Возле школьного крыльца была разбита квадратная клумба, посреди которой стояла на постаменте гипсовая девица в пионерском галстуке. Скорее пионервожатая, чем пионерка, она высоко взметнула в салюте правую руку. Странно, но желтые нарциссы, подступавшие прямо к гипсовому пьедесталу, все засохли – уныло свешивали пожухлые лепестки. И букетик увядших цветов кто-то положил к самым ногам изваяния – словно к надгробному памятнику.

Скрябин только покачал головой при виде этого.
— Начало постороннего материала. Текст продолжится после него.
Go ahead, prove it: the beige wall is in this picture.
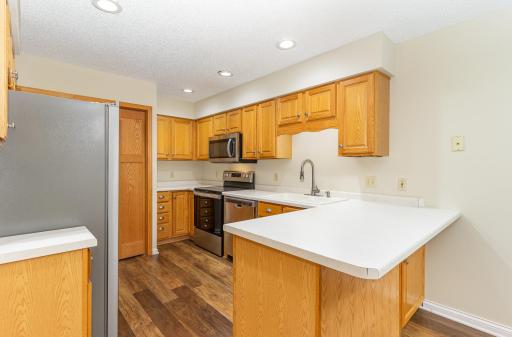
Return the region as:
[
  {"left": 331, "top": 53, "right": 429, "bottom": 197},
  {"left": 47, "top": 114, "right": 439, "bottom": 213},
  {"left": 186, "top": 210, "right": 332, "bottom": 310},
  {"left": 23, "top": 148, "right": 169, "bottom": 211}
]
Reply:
[
  {"left": 198, "top": 11, "right": 512, "bottom": 326},
  {"left": 195, "top": 33, "right": 394, "bottom": 117}
]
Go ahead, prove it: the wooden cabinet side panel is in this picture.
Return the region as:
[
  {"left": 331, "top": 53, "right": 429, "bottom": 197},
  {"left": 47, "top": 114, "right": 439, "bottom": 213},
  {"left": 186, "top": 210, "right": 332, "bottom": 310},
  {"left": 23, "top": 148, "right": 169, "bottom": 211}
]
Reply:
[
  {"left": 0, "top": 250, "right": 90, "bottom": 337},
  {"left": 400, "top": 247, "right": 425, "bottom": 327},
  {"left": 320, "top": 266, "right": 400, "bottom": 337},
  {"left": 233, "top": 236, "right": 320, "bottom": 337}
]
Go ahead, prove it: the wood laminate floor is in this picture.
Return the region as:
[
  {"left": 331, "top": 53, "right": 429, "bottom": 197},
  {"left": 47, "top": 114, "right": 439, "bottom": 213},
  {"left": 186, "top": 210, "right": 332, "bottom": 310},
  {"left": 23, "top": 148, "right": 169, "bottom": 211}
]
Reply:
[{"left": 119, "top": 241, "right": 491, "bottom": 337}]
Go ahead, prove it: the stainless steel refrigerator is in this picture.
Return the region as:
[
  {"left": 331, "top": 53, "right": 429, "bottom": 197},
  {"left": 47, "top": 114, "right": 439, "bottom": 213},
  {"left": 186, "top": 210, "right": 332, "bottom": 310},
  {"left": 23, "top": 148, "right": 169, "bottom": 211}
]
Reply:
[{"left": 0, "top": 92, "right": 119, "bottom": 337}]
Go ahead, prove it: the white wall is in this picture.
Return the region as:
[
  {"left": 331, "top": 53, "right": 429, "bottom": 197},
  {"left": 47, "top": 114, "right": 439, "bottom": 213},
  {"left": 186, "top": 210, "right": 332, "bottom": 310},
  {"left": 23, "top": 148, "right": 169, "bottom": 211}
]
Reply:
[
  {"left": 195, "top": 33, "right": 394, "bottom": 118},
  {"left": 197, "top": 10, "right": 512, "bottom": 326}
]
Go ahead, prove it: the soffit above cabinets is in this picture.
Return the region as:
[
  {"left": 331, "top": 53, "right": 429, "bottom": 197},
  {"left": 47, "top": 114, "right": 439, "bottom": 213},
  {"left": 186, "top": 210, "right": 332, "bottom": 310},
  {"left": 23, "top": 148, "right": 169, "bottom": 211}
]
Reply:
[{"left": 18, "top": 0, "right": 510, "bottom": 102}]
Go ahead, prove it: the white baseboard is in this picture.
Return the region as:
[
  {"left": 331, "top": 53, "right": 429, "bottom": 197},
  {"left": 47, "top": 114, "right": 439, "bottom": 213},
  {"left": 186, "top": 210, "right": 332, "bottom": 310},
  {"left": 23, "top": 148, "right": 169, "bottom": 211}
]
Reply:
[{"left": 421, "top": 300, "right": 512, "bottom": 337}]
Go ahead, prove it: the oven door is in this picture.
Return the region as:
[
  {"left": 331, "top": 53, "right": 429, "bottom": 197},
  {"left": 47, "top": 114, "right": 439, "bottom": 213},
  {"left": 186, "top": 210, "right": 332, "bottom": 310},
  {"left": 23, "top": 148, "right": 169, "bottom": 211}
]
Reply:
[{"left": 208, "top": 132, "right": 242, "bottom": 163}]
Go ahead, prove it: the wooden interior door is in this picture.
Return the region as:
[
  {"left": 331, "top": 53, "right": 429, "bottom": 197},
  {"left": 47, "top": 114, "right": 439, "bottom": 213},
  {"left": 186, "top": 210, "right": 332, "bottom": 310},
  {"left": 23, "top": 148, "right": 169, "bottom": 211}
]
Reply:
[
  {"left": 119, "top": 108, "right": 147, "bottom": 259},
  {"left": 304, "top": 84, "right": 336, "bottom": 120},
  {"left": 172, "top": 192, "right": 191, "bottom": 237},
  {"left": 242, "top": 105, "right": 258, "bottom": 159},
  {"left": 338, "top": 74, "right": 375, "bottom": 155},
  {"left": 276, "top": 92, "right": 304, "bottom": 125},
  {"left": 258, "top": 101, "right": 276, "bottom": 158}
]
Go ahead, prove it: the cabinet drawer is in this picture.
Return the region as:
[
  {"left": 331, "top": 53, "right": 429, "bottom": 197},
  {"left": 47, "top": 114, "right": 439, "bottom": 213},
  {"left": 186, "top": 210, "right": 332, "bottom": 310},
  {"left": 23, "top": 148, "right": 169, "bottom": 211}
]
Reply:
[
  {"left": 199, "top": 198, "right": 213, "bottom": 208},
  {"left": 199, "top": 216, "right": 215, "bottom": 230},
  {"left": 156, "top": 191, "right": 171, "bottom": 202},
  {"left": 156, "top": 202, "right": 172, "bottom": 213},
  {"left": 258, "top": 201, "right": 283, "bottom": 217},
  {"left": 156, "top": 213, "right": 170, "bottom": 224},
  {"left": 156, "top": 223, "right": 171, "bottom": 240}
]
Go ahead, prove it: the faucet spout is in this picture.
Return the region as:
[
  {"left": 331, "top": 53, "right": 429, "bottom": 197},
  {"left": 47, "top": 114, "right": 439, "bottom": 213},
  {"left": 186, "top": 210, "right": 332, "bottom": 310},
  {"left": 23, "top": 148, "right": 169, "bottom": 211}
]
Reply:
[{"left": 299, "top": 159, "right": 320, "bottom": 196}]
И даже не особенно удивился, когда увидел, что на парадных дверях школы красуется амбарный замок. С этой школой – да и со всем селом – происходило что-то неправильное. Тут всё было – как грязные оконные стекла глубокой ночью: преграда для света, которого и так нет. От аромата мертвых цветов у Николая засвербило в носу и в горле, и вся его недавняя бодрость куда-то исчезла.

Однако вскрыть замок на школьных дверях он сумел бы – всегда возил с собой набор первоклассных отмычек. Но вместо этого Скрябин пошагал мимо парадного крыльца школы и свернул на тропинку, протоптанную в обход здания.

2

Вдоль тропки буйно произрастала трава-резун вперемешку с мелколистной «гусиной травкой». И эти зеленые заросли стали, должно быть, прибежищем для какой-то малорослой живности: растительность подле тропы непрерывно колыхалась – при полном безветрии. Скрябин отметил это про себя, но отметил как-то отрешенно, почти равнодушно. Неестественная сонливость накатила на него, и все его силы уходили на то, чтобы держать глаза открытыми.

Черный ход школы тоже оказался заперт – на новенький английский замок. Николай резко встряхнул головой, чтобы хоть немного привести себя в чувство, а потом полез-таки в чемодан за своими отмычками. И бряцанье этих железняк словно бы вернуло ему толику прежней бодрости, так что с замком он управился ловко, как управляется возница с конской сбруей. Язычок замка с коротким тявканьем отщелкулся, Скрябин толкнул дверь и вошел в пустой и темный школьный коридор, где шаги его тут же отозвались приглушенным эхом.

Сквозь высокие окна коридора в здание проникал мутноватый вечерний свет, и Николай, войдя, не стал включать ни электрическое освещение, ни даже свой фонарик. Он и без этого легко различал на дверях белые картонные таблички со сделанными по трафарету черными надписями, извещавшими, что здесь – кабинет физики, а чуть дальше – кабинет математики. Соответствующая табличка обнаружилась и на двери, отделенной от остальных более протяженным расстоянием: Спортивный зал. И эта дверь тоже оказались запертой – уже не на английский, а на большой, как будильник, висячий замок.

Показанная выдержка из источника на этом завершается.